Instrumentation coverage

Language Common application instrumentation Common agent and generative AI instrumentation
Python OpenTelemetry resources, processors, readers, logging, metrics, and traces. Semantic Kernel, OpenAI Agents SDK, Agent Framework, LangChain, Microsoft Agent 365 baggage, and Microsoft Agent 365 scopes.
Node.js HTTP, Azure SDK, Azure Functions, MongoDB, MySQL, PostgreSQL, Redis, Bunyan, and Winston. OpenAI Agents SDK, LangChain, Microsoft Agent 365 baggage, and Microsoft Agent 365 scopes.
.NET ASP.NET Core, HttpClient, SQL Client, Azure SDK, resource detection, metrics, and logs.
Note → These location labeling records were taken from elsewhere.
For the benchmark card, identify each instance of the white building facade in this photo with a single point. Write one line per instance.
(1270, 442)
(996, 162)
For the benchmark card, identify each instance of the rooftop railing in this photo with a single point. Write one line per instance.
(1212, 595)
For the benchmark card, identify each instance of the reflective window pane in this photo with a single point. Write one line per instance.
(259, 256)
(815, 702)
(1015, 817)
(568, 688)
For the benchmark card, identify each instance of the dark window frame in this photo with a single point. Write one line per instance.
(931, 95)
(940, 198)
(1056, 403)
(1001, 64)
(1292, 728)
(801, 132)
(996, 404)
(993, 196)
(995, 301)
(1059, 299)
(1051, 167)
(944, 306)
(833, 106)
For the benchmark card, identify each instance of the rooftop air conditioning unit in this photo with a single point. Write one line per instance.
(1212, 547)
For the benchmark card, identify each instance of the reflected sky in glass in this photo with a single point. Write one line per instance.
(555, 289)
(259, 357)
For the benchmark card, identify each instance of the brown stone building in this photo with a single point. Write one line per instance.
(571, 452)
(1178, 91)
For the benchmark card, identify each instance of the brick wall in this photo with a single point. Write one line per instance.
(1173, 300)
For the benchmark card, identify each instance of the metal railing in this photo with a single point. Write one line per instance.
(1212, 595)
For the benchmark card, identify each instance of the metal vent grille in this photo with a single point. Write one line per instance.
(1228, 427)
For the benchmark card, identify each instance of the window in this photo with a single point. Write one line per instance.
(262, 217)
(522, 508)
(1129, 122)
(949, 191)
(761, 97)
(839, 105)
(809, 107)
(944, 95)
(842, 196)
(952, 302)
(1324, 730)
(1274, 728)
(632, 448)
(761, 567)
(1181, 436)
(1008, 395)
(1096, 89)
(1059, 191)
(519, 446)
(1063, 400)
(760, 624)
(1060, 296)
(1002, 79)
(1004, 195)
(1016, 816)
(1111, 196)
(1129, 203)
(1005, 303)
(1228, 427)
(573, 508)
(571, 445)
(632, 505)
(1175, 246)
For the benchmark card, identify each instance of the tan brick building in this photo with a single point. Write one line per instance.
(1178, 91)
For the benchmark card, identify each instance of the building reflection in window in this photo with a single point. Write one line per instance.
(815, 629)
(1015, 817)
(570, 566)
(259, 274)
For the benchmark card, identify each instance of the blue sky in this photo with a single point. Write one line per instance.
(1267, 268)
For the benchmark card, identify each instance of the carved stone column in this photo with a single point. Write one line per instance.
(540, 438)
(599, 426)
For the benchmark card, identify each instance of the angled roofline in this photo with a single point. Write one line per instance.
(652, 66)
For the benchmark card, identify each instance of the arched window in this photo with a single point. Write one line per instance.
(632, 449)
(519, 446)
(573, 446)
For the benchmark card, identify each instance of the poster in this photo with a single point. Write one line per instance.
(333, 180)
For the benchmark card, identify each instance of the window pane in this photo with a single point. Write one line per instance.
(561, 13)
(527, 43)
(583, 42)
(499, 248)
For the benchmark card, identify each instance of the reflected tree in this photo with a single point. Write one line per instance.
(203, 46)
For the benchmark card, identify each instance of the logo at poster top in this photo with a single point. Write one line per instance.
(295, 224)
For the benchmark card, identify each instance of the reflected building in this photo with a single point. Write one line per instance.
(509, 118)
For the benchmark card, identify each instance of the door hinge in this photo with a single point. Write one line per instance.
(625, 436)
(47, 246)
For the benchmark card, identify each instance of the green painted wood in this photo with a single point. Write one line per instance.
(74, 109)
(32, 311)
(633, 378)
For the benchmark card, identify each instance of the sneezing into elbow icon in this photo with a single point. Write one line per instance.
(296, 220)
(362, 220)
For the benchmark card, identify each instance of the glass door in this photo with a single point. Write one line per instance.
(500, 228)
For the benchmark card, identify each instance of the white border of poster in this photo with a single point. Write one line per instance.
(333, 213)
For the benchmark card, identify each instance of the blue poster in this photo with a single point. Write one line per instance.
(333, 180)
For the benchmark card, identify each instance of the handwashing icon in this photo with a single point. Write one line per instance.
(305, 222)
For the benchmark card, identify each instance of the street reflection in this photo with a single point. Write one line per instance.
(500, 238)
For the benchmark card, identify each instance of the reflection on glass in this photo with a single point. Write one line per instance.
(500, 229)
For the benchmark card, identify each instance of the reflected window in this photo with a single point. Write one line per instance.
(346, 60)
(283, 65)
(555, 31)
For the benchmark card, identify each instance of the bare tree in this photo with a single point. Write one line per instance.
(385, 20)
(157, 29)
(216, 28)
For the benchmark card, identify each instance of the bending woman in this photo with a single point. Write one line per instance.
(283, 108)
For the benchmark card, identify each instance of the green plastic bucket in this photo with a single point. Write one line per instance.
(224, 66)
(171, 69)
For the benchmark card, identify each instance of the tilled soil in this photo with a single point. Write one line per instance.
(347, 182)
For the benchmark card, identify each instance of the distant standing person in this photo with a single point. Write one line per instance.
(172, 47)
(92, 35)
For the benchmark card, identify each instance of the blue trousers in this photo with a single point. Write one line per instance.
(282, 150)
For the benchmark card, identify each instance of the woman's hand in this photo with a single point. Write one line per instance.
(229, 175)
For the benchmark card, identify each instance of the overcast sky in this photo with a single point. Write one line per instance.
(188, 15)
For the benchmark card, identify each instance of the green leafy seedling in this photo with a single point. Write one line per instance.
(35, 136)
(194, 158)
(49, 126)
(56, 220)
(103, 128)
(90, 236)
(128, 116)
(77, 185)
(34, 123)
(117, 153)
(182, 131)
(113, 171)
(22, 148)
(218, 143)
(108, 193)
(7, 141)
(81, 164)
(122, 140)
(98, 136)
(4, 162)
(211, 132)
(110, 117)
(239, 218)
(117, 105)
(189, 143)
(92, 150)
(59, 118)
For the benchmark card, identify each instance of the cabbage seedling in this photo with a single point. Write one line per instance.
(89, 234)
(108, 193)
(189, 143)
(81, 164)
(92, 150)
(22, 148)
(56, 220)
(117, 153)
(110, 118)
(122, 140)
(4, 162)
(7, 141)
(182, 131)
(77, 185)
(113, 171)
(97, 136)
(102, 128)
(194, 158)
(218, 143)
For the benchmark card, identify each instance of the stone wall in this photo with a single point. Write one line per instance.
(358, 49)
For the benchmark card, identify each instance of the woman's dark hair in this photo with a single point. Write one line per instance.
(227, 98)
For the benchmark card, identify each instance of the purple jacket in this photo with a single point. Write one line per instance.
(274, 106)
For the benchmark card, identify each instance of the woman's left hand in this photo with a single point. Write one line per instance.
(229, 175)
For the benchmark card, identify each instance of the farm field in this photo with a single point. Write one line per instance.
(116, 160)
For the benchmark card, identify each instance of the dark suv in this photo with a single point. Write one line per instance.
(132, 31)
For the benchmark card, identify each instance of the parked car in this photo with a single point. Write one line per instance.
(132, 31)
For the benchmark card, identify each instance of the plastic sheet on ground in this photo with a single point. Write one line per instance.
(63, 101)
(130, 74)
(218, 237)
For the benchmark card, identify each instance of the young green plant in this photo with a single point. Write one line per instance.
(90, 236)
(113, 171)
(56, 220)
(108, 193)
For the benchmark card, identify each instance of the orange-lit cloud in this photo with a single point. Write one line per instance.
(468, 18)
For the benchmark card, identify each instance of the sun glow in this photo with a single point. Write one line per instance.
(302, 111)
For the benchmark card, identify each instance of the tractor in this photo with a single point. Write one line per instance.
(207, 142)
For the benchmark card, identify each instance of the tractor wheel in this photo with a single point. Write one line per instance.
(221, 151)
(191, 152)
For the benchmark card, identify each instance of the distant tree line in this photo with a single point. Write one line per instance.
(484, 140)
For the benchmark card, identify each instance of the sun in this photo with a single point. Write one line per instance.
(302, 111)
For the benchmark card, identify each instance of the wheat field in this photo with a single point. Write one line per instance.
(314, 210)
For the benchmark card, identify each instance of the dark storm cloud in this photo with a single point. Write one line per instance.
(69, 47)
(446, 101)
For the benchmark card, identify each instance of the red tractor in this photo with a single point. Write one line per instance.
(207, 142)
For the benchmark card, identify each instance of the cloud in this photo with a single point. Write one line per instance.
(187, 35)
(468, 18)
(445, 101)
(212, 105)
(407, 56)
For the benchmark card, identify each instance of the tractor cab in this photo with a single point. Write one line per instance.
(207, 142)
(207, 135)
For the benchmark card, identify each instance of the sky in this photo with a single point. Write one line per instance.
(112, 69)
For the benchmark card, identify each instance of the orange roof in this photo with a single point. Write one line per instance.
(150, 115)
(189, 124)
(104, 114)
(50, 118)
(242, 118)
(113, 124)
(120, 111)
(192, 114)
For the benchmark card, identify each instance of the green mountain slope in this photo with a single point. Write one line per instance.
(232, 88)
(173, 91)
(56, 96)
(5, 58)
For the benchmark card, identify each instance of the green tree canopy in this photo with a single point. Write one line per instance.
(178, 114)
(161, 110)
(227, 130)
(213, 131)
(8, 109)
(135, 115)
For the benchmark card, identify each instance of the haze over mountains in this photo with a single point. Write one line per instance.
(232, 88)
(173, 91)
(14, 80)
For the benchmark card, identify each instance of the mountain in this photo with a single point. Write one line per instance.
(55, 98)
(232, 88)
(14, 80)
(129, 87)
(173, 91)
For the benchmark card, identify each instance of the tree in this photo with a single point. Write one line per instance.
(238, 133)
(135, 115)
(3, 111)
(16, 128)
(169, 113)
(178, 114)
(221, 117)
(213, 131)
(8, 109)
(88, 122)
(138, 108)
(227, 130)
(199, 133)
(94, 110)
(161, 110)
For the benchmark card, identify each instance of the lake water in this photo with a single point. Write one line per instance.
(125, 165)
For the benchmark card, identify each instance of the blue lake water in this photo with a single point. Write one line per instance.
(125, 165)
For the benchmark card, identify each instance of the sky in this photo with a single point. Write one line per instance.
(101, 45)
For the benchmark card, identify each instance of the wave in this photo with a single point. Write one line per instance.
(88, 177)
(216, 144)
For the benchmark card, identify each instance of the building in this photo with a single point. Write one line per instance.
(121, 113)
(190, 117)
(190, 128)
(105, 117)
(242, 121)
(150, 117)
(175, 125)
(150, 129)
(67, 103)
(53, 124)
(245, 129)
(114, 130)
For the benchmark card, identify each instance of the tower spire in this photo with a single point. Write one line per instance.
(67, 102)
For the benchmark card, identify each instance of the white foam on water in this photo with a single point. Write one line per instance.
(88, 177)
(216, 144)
Semantic Kernel, OpenAI and Azure OpenAI, Agent Framework, Microsoft Agent 365 baggage, and Microsoft Agent 365 scopes.

Automatic instrumentation listens to telemetry signals emitted by supported libraries and frameworks. Manual instrumentation is used when an application needs to describe agent-specific operations, such as invocation, tool execution, inference, or asynchronous output.

Add custom OpenTelemetry sources, meters, processors, or readers when your application emits telemetry that isn't covered by the built-in instrumentations.